The dbt project builds dimensional and reporting layers directly from source tables.

```mermaid
flowchart TB
S1[source.customers] --> D1[dim_customer]
S2[source.orders] --> D2[dim_order]
S3[source.products] --> D3[dim_product]
S4[source.stores] --> D4[dim_store]
S2 --> F1[fact_order_details]
S5[source.order_details] --> F1
D1 --> F1
D2 --> F1
D3 --> F1
D4 --> F1
F1 --> M1[flat_order_details]
F1 --> M2[flat_customer_metrics]
```

## 8. Operational Notes

- BigQuery load currently uses `WRITE_TRUNCATE` in `google_cloud_run/load_to_bq/main.py`.
- Scheduler ordering matters: generation must complete before load starts.
- Existing scripts include absolute Windows-style local paths in some files; update them for your machine.

## 9. Token Footprint Evaluation

Token sizing helps estimate AI context and prompt budget for each area.

Method used:
- measured total bytes per component,
- estimated tokens with `tokens ~= bytes / 4` (rough English/code heuristic).

### 9.1 Core Components

| Component | Files | Lines | Bytes | Approx Tokens |
|---|---:|---:|---:|---:|
| `showcase_local_coffee_shop/dataset_generation` | 1 | 285 | 10,760 | 2,690 |
| `showcase_local_coffee_shop/dataset_upload` | 1 | 25 | 829 | 207 |
| `showcase_local_coffee_shop/dbt_models` | 20 | 353 | 11,082 | 2,770 |
| `showcase_local_coffee_shop/google_cloud_run` | 9 | 274 | 10,536 | 2,634 |

Approx total for these implementation components: about `8,301` tokens.

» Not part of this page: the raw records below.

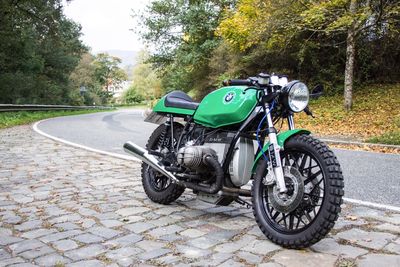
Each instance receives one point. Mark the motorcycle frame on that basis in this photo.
(259, 109)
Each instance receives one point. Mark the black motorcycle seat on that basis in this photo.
(179, 99)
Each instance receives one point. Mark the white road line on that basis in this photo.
(116, 155)
(371, 204)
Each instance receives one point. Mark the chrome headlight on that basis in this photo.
(296, 96)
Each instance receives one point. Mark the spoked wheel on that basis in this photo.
(309, 209)
(158, 187)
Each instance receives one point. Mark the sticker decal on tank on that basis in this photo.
(229, 97)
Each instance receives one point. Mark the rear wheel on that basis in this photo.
(315, 188)
(158, 187)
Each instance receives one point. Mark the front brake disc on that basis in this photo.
(288, 202)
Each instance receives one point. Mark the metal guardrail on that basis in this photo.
(12, 107)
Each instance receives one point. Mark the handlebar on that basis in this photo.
(246, 82)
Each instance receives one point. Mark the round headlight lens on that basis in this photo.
(298, 97)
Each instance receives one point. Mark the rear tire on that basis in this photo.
(157, 187)
(317, 214)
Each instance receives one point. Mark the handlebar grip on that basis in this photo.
(237, 82)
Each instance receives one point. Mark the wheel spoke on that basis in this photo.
(303, 163)
(275, 215)
(291, 221)
(312, 177)
(308, 216)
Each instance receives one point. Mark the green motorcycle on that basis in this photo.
(217, 146)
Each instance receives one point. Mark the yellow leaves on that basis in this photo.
(243, 27)
(375, 113)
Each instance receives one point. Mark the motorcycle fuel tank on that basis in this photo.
(226, 106)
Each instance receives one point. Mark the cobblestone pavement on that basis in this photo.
(61, 206)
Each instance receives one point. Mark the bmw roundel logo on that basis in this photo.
(229, 96)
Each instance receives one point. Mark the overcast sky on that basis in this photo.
(106, 23)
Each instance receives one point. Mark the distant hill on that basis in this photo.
(127, 57)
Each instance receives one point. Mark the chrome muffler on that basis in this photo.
(151, 160)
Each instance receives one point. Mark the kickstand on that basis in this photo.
(243, 202)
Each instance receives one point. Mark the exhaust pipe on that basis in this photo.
(152, 161)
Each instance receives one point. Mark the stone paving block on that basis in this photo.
(230, 263)
(132, 211)
(171, 229)
(111, 223)
(123, 255)
(86, 252)
(249, 257)
(4, 254)
(36, 252)
(131, 230)
(61, 235)
(139, 227)
(38, 233)
(88, 263)
(213, 259)
(6, 240)
(373, 260)
(148, 245)
(87, 223)
(65, 245)
(11, 261)
(153, 254)
(26, 264)
(104, 232)
(125, 240)
(394, 247)
(387, 227)
(66, 226)
(193, 252)
(269, 264)
(88, 238)
(373, 240)
(51, 260)
(329, 245)
(25, 245)
(5, 231)
(295, 258)
(203, 242)
(261, 247)
(29, 225)
(192, 233)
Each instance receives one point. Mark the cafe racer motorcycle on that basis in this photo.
(217, 146)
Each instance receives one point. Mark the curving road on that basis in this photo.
(369, 176)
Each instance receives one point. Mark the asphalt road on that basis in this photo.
(369, 176)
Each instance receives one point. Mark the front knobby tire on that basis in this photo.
(312, 220)
(157, 187)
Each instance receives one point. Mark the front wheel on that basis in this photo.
(311, 206)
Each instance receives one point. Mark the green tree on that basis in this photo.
(308, 37)
(39, 48)
(107, 71)
(146, 85)
(183, 35)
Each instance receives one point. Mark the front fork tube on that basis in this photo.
(274, 155)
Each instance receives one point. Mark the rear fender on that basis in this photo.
(282, 137)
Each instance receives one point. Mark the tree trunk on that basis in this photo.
(350, 55)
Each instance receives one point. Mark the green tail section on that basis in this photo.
(161, 108)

### 9.2 Main Documentation + Root Config

| Path | Lines | Bytes | Approx Tokens |
|---|---:|---:|---:|
| `README.md` | 85 | 3,683 | 920 |
| `requirements.txt` | 6 | 314 | 78 |
| `showcase_local_coffee_shop/README.md` | 268 | 11,315 | 2,828 |

Approx total for these docs/config files: about `3,826` tokens.

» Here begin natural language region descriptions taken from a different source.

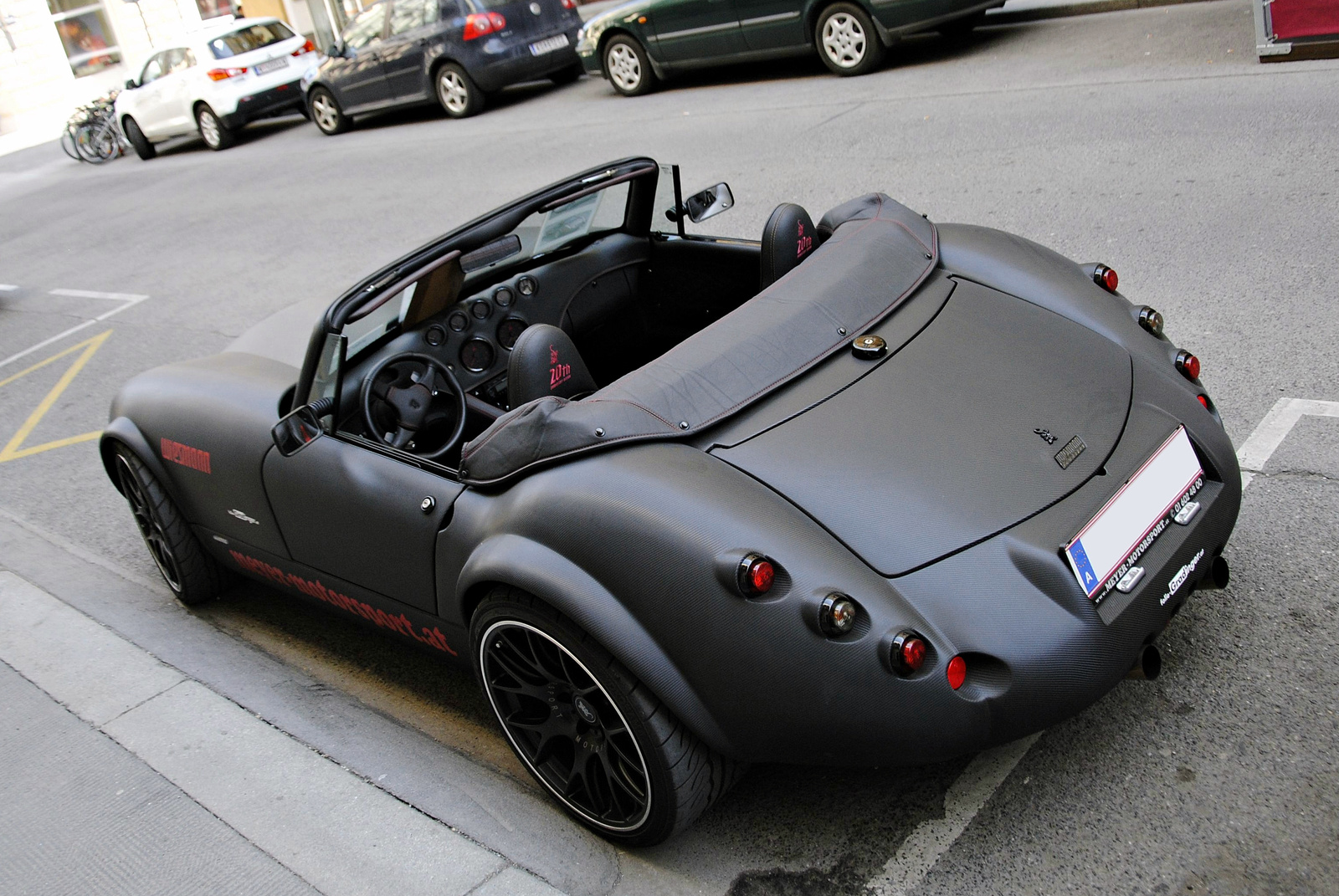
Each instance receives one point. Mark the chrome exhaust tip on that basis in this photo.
(1149, 664)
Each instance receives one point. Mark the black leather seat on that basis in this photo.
(546, 362)
(787, 240)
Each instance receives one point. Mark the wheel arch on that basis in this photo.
(536, 568)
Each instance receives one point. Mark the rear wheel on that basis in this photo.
(326, 113)
(192, 573)
(144, 149)
(212, 129)
(847, 40)
(457, 91)
(628, 67)
(589, 731)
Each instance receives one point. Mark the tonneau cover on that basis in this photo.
(877, 253)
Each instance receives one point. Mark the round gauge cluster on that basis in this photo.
(479, 352)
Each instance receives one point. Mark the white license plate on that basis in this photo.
(548, 44)
(1113, 541)
(272, 64)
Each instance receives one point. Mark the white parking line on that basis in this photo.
(129, 299)
(90, 294)
(979, 781)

### 9.3 Practical Prompting Guidance

- If you include all core implementation components and main docs together, budget roughly `12,100` tokens.
- Keep 20-30% headroom for instructions and model responses.
- For focused tasks, include only one subsystem:
- data generation + upload: about `2,900` tokens,
- dbt-only work: about `2,770` tokens,
- cloud-run automation-only work: about `2,634` tokens.

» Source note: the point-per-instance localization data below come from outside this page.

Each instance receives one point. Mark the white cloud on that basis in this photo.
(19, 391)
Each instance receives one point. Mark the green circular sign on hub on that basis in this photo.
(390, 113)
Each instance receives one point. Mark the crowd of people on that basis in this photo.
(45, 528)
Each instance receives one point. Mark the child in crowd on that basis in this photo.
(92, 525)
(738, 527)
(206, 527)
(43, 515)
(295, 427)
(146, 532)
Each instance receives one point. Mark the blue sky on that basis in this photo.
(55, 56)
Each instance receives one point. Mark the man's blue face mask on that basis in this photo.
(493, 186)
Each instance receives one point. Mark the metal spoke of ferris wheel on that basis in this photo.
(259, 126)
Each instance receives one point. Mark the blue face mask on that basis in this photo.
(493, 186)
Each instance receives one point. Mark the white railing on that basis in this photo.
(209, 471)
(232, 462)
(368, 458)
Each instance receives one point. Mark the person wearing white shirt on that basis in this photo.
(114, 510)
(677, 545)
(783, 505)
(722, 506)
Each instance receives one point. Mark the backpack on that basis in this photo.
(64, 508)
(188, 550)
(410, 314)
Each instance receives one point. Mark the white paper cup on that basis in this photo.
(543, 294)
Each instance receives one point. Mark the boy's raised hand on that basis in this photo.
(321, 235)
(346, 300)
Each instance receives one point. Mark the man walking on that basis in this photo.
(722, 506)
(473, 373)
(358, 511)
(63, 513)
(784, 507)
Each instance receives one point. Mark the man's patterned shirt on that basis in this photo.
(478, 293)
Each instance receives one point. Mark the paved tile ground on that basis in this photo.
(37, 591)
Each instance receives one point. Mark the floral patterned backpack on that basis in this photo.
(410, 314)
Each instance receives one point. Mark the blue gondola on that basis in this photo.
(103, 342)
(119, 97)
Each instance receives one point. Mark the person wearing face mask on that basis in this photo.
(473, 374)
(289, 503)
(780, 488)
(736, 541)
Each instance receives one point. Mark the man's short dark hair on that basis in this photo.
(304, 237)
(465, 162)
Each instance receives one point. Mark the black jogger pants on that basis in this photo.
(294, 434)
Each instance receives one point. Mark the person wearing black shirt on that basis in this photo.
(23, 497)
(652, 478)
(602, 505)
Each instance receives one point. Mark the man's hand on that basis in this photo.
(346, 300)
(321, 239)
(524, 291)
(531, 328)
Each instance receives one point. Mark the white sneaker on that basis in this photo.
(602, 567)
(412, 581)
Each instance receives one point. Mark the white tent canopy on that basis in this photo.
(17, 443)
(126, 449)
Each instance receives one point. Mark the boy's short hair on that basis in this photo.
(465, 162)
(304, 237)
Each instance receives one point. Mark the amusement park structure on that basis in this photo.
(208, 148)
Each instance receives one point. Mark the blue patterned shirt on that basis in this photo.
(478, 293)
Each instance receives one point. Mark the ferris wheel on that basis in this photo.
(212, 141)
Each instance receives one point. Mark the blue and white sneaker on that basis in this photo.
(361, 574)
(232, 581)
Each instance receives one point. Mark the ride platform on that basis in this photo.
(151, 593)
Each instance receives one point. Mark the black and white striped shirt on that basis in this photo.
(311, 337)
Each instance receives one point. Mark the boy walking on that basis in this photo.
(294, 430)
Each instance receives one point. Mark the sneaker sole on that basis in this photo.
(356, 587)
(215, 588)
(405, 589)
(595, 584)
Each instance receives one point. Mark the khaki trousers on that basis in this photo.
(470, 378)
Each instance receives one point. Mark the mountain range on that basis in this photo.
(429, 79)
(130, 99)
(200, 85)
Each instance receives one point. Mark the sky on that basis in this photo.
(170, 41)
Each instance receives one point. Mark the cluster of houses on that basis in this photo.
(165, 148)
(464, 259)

## 10. Suggested 30-60-90 Minute Onboarding Plan

- First 30 minutes:
- read this guide and `showcase_local_coffee_shop/README.md`,
- confirm local Python and GCP auth.
- Next 60 minutes:
- run local generation/upload,
- validate raw tables in BigQuery.
- Next 90 minutes:
- run `dbt run` + `dbt test`,
- inspect final marts and one dashboard.

## 11. Definition of Done for New Team Members

A new team member is considered onboarded when they can:
1. Generate and upload synthetic data.
2. Load raw tables to BigQuery (manually or through cloud path).
3. Run dbt models successfully.
4. Explain source -> dimensional/fact -> mart flow.
5. Troubleshoot one failed step using logs.